The Markets and Reliability Committee overwhelmingly approved revised methodology that will limit external generation resources in next year’s base capacity auction to 6,200 MW – a 17% drop from the volume of imports that cleared in May’s auction.
The proposal, which will also set five import zones with their own limits, won 87% support in a sector-weighted vote, sending it on to the Members Committee for a final vote next week.
Impact Uncertain
The change will put upward pressure on capacity prices. How much it will help generators inside PJM, who have been hurt by the fall in capacity prices resulting from competition from both imports and demand response, is unclear.
In response to a question from Susan Bruce, representing the PJM Industrial Customer Coalition, PJM Executive Vice President for Markets Andy Ott said he believed the import limit will be “smaller magnitude in dollars” than a demand response proposal that members rejected yesterday. The DR proposal would add about $1 billion a year in capacity costs according to PJM’s simulations. (See related story PJM Wins One, Loses One on Capacity Market Changes)

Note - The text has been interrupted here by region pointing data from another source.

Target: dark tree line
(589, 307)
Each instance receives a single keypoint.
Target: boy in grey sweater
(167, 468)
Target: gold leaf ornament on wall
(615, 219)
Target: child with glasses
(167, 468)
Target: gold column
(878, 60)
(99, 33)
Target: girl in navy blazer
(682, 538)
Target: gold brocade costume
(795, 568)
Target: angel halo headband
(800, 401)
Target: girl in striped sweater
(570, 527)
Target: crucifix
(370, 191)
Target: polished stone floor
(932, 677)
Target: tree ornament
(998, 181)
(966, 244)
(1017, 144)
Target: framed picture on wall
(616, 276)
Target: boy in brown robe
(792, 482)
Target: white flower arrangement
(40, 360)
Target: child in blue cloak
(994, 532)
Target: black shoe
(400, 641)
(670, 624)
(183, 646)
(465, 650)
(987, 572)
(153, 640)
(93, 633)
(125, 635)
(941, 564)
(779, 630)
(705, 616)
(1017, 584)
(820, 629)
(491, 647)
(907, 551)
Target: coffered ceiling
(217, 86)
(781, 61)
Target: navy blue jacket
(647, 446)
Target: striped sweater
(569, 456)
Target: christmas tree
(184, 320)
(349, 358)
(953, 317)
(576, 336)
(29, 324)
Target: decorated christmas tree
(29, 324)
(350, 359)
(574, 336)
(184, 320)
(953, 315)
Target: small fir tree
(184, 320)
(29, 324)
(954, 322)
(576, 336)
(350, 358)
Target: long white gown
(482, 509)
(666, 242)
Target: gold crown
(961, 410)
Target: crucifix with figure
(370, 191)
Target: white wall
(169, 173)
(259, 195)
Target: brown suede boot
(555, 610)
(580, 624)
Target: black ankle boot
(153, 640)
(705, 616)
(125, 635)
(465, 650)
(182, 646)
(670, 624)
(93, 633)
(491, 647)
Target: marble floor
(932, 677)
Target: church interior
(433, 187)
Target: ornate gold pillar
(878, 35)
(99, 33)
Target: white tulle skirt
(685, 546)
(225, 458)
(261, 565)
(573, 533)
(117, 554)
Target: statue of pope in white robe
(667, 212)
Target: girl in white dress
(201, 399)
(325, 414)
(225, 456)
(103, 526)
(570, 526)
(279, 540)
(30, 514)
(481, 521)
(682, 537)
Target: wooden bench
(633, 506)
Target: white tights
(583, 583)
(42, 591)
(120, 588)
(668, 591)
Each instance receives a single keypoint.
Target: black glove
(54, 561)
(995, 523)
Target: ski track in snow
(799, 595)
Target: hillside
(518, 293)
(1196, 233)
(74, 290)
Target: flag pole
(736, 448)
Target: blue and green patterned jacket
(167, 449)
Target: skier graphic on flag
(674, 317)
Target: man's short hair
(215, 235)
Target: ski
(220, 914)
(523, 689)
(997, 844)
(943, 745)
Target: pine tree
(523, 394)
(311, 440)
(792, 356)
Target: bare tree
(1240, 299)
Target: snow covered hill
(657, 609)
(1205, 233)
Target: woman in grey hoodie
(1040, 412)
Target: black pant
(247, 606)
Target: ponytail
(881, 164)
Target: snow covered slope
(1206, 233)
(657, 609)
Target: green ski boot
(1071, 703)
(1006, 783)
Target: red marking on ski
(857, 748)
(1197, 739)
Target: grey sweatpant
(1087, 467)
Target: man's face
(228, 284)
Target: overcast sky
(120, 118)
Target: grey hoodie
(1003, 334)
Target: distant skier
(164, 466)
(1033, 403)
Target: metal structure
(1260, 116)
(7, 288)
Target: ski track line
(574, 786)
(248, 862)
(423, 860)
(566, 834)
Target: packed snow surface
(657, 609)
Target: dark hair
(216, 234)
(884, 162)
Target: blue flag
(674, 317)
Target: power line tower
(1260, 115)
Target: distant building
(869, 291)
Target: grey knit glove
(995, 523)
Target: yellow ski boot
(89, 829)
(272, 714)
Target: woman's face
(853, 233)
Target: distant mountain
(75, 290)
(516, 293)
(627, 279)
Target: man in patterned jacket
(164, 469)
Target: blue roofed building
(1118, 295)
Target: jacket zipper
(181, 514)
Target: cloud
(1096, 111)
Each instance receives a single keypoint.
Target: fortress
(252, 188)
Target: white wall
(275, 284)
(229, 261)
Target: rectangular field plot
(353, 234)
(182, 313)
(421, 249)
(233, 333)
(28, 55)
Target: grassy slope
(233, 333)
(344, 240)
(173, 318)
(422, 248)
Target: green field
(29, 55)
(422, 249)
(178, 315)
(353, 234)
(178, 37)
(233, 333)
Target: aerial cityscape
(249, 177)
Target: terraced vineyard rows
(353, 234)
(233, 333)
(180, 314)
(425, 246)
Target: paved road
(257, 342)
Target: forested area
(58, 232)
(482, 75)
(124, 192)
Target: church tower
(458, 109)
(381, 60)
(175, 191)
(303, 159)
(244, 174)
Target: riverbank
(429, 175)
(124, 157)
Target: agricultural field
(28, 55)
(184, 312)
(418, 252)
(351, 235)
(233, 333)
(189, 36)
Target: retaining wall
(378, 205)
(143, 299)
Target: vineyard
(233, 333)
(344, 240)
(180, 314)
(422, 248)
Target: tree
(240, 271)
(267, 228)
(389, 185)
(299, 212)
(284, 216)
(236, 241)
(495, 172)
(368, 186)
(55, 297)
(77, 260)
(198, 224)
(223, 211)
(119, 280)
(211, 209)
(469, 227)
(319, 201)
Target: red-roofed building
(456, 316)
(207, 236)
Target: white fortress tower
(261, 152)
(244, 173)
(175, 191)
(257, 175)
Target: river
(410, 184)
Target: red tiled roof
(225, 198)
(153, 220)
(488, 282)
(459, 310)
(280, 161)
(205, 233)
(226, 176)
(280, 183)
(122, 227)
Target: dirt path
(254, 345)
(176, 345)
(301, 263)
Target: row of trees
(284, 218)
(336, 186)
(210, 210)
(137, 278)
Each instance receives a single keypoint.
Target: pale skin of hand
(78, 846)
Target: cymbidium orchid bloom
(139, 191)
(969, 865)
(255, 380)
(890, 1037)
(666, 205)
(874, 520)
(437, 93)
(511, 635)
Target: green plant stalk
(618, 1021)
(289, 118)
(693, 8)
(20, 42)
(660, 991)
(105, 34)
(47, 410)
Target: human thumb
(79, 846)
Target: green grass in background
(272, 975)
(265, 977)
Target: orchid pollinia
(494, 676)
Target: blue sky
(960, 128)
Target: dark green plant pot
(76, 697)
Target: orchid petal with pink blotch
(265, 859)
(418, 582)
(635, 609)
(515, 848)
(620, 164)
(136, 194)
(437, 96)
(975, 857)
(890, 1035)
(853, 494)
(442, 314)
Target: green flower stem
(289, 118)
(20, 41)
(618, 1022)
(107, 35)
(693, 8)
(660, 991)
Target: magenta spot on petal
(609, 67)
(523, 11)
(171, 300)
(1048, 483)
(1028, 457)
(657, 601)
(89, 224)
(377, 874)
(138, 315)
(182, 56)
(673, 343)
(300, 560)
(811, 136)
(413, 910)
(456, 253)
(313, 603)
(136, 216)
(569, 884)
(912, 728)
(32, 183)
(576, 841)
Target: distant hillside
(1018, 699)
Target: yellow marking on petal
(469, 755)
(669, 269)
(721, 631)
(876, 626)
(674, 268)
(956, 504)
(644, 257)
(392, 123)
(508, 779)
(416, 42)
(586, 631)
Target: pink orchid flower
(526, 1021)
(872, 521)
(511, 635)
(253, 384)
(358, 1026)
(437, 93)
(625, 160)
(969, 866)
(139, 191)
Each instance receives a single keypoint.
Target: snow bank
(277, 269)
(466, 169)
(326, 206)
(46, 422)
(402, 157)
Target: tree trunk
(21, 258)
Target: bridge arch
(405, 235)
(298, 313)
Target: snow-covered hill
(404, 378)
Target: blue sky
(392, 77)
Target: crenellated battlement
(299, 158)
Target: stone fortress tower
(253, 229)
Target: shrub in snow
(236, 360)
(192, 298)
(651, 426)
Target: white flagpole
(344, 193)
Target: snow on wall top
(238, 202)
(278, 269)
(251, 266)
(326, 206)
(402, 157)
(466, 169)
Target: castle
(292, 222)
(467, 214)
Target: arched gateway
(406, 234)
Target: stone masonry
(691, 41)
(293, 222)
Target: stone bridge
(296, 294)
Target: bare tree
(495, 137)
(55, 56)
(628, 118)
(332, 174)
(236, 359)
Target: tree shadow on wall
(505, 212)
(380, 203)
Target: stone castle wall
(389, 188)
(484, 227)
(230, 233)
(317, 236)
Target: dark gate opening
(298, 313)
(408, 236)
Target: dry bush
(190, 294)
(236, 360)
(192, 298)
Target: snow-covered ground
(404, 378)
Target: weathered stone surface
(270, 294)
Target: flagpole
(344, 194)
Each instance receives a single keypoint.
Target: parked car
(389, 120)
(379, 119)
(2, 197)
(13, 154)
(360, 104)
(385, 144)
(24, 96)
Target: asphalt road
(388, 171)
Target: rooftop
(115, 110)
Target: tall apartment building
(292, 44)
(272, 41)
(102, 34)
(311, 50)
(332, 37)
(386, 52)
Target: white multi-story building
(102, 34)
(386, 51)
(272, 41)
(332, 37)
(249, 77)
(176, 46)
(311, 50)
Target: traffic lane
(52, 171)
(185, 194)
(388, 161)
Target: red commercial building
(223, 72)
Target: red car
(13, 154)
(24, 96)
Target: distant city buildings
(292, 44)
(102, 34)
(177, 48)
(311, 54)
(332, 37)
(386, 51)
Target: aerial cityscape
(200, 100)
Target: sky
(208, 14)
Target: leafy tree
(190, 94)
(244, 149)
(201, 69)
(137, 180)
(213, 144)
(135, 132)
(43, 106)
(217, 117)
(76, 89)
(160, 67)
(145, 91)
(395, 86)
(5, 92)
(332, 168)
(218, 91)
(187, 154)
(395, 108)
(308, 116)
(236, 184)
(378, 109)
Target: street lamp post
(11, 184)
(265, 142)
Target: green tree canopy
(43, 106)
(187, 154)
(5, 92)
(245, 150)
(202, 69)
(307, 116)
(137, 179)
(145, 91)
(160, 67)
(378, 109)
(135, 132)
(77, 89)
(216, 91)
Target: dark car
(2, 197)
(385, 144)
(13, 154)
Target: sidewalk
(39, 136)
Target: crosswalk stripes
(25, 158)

In response to a later question from the Maryland Public Service Commission’s Walter Hall, Ott gave a response that seemed to undercut that certitude, saying “We do not have an estimate, nor could we get an estimate, as to the import limit” impact.
There are a number of variables that could affect future clearing prices, including the strength of the economy and the volume of demand response. DR offers dropped 27% in May from the 2012 auction. A rebound in DR offers next year could at least partially offset the import restriction.
Import Growth
The new methodology grew out of concerns that PJM might lack sufficient transmission capacity to accommodate its growing volume of capacity imports. Cleared imports grew from about 3,000 MW to more than 4,500 MW in 2009-2012 before more than doubling to nearly 7,500 MW this year.
Based on current assumptions for 2018, PJM’s First Contingency Incremental Transfer Capability (FCITC) is 9,700 MW. Because 3,500 MW of the import capability must be reserved for the Capacity Benefit Margin, the cap on imports clearing in the BRA would be 6,200.
The new rules set both overall limits and individual limits for five “external source zones.” Generators in the five zones will compete against each other until the individual caps or the overall limit is hit.
External generators with firm transmission that commit to providing capacity in future auctions and have pseudo-ties allowing PJM to control their dispatch will not count against the limits as long as total imports don’t exceed the total firm service that has been granted for that delivery year.